Loading ...
Sorry, an error occurred while loading the content.

67699Re: [bolger] Re: Wish2 SketchUp (was SketchUp Chebacco)

Expand Messages
  • Stefan Topolski
    Apr 27, 2012
    • 0 Attachment
      I don't understand why we don't make the logical leap from these criteria - go above and beyond the conclusion of a narrow hull - wider square boat - trailered - own lifeboat- fun daysailer - unsinkable... and you end up with a multihull.

      The first and farthest ocean going vessels - shoal draft - safer - faster - much more stable - own-life-boats...  setting aside hull construction time and cost [which are not mentioned strongly in the prior post] this becomes the logical conclusion of the logic Bolger has shared with us.


      Now if you are talking looks (in the eye of the beholder) or tradition (each to his own again) that's another story.  But those arguments lack logic, and the poster did not wax long about aesthetics in their post.

      .... i'd still rig it Bolger Chebacco style - wide and low and sticking off both ends ...

      All the Best,
      Stefan

      "One gathers peace as a feather in the palm of one's hand."    -anonymous

      Stefan Topolski  MD
      Assist.

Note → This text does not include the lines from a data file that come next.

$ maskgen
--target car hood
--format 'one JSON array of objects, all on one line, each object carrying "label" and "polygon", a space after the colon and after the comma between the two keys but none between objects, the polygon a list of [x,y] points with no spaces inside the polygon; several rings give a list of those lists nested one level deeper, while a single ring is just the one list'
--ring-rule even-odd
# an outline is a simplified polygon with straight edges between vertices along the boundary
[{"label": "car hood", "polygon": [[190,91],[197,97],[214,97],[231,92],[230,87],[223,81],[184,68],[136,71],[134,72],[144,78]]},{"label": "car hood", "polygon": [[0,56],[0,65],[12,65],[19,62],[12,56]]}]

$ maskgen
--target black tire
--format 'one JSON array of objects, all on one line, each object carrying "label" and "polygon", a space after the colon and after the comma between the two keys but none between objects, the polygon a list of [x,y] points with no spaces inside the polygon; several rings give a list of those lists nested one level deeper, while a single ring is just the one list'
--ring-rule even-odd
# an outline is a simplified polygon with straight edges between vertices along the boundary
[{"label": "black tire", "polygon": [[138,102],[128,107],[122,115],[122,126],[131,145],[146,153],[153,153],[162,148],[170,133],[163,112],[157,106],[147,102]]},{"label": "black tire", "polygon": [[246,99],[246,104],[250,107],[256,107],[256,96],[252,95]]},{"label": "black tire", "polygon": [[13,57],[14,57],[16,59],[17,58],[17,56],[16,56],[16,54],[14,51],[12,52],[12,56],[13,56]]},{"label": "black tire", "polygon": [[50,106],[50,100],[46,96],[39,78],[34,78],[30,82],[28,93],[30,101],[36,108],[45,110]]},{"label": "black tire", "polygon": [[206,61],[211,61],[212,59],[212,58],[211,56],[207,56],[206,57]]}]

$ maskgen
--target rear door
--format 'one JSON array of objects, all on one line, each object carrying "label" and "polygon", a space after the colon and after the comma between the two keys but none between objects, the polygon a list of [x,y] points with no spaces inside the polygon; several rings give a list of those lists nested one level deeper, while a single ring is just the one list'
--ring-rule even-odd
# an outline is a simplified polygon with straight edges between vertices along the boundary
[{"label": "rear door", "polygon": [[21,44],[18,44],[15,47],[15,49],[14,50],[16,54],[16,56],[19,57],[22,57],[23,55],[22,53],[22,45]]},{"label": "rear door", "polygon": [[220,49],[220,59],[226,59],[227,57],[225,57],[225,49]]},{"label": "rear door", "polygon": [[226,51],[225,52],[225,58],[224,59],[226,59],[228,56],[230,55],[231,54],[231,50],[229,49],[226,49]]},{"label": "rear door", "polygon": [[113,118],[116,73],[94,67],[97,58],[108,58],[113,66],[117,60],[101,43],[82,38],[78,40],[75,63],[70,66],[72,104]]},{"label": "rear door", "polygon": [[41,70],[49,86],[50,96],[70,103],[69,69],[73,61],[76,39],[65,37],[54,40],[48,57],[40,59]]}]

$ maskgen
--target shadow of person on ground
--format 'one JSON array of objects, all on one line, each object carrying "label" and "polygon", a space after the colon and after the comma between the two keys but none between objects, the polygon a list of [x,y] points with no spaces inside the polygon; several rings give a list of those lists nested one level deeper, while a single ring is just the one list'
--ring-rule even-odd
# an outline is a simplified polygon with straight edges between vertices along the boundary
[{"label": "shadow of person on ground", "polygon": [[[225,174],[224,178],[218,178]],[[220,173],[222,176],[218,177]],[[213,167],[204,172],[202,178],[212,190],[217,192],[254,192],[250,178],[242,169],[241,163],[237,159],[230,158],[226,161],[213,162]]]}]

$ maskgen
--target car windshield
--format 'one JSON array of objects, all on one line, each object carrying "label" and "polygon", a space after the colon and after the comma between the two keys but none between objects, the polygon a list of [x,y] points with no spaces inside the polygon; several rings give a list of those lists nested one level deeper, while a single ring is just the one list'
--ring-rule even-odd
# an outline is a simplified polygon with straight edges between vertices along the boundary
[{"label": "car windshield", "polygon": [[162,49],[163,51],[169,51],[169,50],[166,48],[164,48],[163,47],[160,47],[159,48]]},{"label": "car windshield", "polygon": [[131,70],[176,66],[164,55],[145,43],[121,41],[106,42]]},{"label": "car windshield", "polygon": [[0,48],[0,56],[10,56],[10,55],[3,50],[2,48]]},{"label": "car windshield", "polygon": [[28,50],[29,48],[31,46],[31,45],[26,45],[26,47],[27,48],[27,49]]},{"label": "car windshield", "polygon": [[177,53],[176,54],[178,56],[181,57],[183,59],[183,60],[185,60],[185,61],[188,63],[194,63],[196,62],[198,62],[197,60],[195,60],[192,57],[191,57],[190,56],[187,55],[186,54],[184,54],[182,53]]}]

Professor, U. of Massachusetts Medical School
      Clinical Instructor, U. of New England
      Founder and Director of
      Caring in Community, Inc.  501(c)3
      1105 Mohawk Trail
      Shelburne Falls, Ma.





      Il giorno abr 22, 2012, alle ore 12:42 pm, John ha scritto:

       



      Thanks everyone for all the kind comments, and sorry to take so long to get back to you ("on the road again...").

      You're right about the 'not intolerable.' But I kind of feel that most crews and skippers can have a fine ol' time out on the water not even noticing they're dragging the stern around all day. But they will certainly notice sailing on their ear all day long! And the boat is so high and narrow that climbing up to windward in a breeze will hardly help at all. To me that's a huge issue.

      I'm drawn to Wish II for it's potential as an ocean going trailer sailor. High and narrow, translates to potentially excellent ultimate stability. I'd go with water ballast, making it unsinkable without relying on flotation, so serving as it's own lifeboat. Ballast tanks take up space, but could conceivably be engineered to serve as storage of canned goods and heavy consumables and replaced with water when used. Bonus: lighter on the trailer.

      But...I'd like to have a boat that could also be a fun daysailor, with other people aboard, so I'm thinking of going whole hog and designing my own, using Wish II as a baseline. Present thinking: go longer, 22' on only a few hundred pounds more displacement, mostly as more ballast (water). Longer gives more stability and eases the fore and aft trim issue. An inch or so wider, maybe (narrow means fast, all else being equal, and I like that about Wish II and sharpies in general). Open up the bow to make it a square boat. (Better initial stability) Inboard the rudder and center everything up back aft as in Chebacco, with cut out transom for an outboard. I'd also like to arc the bottom for additional strength and also to ease the hard chine. Speed again. (I don't need it to be an 'instant boat.') With water ballast tanks taking up space anyway, a centerboard trunk at that point may prove reasonably unobtrusive.

      It's all dream stuff for now. A host of real life issues press. That's what's fun about Sketchup. Cheap build!
      John

      --- In bolger@yahoogroups.com, "c.ruzer" <c.ruzer@...> wrote:
      >
      >
      >
      > John, a note about the "too narrow" comment displayed for the 'Wish II' model (a personal favourite design). I like your models' looks and will download the program just to view, thanks.
      >
      > - I'm always going back to Wish for some new idea or other. The latest is flush deck aft, no cockpit, inside control, a captain's chair, a small central only slightly raised house... it's something after a much modified distance cruising Martha Jane I saw once and a smaller Michalak's Robbsboat. An inch or four deeper immersion than the waterline shown on the drawings ups the storeage self-sufficiency for good "stay out" cruising range along coasts with few opportunities for reprovisioning or watering... steel bottom plating/increased stores/big tidal runs.
      >
      > About: "He thought it was "plain ugly," too narrow given the high freeboard for live ballast (warm bodies) topside to do much good,"
      >
      > Narrowness wasn't the particular problem (18 ply sheets), trim was.
      >
      > Location of crew weight too aft due to placement of the cockpit in relation to centre of bouyancy was. That is, it wasn't athwartships stability, rather it was for 'n aft trim. Hence two of the four crew to sail below decks forward, but even with only two crew their location in the cockpit was still not ideal (yet i've always supposed gear and stores could be placed forward to trim in that case).
      >
      > The steel ballast quantum made the high freeboard not "intolerable", even if not "good".